Leptin: pharmacological aspects in gynecology
Hematic levels of leptin vary in relation to numerous metabolic factors and are able to interact in perfect synchrony with the hormones involved in the hypothalamus-pituitary-ovarian axis during the various phases of the reproductive cycle. In general it is maintained that the complex and multiple action mechanisms of leptin need to be clarified by further indepth research studies. It is likely that valid pharmacological applications of leptin will be found for human use although it is too premature to talk about concrete pharmacological answers and to formulate the relative complete technical protocols. In medicine the therapeutic use of leptin for humans has been reported in only a few cases.

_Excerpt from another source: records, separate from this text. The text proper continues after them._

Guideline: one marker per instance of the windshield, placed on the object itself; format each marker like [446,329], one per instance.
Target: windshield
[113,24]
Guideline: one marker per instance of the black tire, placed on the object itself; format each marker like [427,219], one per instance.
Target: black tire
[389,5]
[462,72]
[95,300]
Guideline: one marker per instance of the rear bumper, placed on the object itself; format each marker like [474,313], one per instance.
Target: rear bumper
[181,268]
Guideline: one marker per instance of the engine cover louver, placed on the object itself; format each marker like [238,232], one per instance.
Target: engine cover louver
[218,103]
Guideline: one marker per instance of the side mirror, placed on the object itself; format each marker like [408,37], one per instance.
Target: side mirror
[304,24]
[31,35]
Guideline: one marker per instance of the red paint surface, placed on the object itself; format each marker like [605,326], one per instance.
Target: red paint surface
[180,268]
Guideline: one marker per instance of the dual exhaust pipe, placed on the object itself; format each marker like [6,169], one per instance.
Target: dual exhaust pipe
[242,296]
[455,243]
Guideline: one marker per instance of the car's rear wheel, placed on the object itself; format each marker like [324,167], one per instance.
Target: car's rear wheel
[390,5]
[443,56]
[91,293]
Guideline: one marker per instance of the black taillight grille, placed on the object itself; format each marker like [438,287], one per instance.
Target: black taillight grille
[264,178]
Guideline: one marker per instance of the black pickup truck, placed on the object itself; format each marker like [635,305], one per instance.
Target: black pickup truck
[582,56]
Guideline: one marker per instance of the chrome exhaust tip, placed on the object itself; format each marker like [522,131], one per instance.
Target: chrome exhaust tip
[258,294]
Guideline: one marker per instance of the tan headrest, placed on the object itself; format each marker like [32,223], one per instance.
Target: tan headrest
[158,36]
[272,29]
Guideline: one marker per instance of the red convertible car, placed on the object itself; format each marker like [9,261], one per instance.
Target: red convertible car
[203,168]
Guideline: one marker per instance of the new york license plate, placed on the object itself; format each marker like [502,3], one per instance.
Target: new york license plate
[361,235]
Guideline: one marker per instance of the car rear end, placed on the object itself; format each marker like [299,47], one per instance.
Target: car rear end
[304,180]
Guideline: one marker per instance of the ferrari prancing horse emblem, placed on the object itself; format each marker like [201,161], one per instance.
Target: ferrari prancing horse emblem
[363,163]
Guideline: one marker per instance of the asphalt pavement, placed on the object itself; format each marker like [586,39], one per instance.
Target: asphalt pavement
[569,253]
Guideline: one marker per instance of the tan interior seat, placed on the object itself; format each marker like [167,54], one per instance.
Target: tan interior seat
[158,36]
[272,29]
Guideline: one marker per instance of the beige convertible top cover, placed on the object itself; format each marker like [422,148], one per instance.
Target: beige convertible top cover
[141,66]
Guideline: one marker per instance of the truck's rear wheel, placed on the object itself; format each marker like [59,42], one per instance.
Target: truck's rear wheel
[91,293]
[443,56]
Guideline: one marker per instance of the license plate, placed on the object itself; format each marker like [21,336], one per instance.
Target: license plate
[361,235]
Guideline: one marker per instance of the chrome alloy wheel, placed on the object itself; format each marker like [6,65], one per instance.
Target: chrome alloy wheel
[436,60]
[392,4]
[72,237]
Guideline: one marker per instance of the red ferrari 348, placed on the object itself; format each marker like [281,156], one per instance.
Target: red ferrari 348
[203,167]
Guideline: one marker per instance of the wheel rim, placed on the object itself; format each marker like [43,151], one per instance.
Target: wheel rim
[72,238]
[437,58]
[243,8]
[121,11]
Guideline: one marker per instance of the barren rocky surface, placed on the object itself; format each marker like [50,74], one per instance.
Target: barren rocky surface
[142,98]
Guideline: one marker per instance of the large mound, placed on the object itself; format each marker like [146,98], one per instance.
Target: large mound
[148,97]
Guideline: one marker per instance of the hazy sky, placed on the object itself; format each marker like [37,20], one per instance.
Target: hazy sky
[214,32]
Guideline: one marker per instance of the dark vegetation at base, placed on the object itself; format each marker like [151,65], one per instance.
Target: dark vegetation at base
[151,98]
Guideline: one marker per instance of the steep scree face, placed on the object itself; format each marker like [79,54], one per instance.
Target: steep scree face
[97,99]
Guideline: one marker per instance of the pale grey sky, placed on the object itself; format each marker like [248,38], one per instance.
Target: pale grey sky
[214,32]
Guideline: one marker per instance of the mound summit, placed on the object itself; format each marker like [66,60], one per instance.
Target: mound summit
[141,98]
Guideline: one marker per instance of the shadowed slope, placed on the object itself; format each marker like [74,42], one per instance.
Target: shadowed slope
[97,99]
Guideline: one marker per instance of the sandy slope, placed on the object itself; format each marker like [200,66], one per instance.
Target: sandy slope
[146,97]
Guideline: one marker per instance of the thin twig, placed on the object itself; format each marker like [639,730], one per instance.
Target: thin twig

In fact human recombinant leptin has already been administered in gynecology for hypothalamic amenorrhea with precise protocols. In addition, very recent studies have provided the basis for new strategies to be developed concerning the use of leptin to fight multiple sclerosis At present there are considerable technical and economic problems in the production of leptin on a large scale. Most likely these problems will be overcome in the foreseeable future, and will involve new techniques related to genetics, cellular reprograming, and stem cells. In fact, new pharmacogenetic research has provided encouraging results for the production in industrial quantities of a more effective and fail-proof leptin. Even considering that norms have not yet been proposed for pharmacological interventions with leptin for use directly on humans, in our work we have studied by immunohistochemistry methods the distribution of leptin and its receptor (Ob-R) in the ovaries of the female dog as a biological model, in the pre- and postpubertal phases and in other phases of the ovarian cycle. Given the hypothesis that the information obtained from immunohistochemical localization of the hormone and its receptor in various ovarian structures is transferable to humans, it could be useful to define therapeutic protocols based on the effective role of leptin and its receptor in folliculogenesis.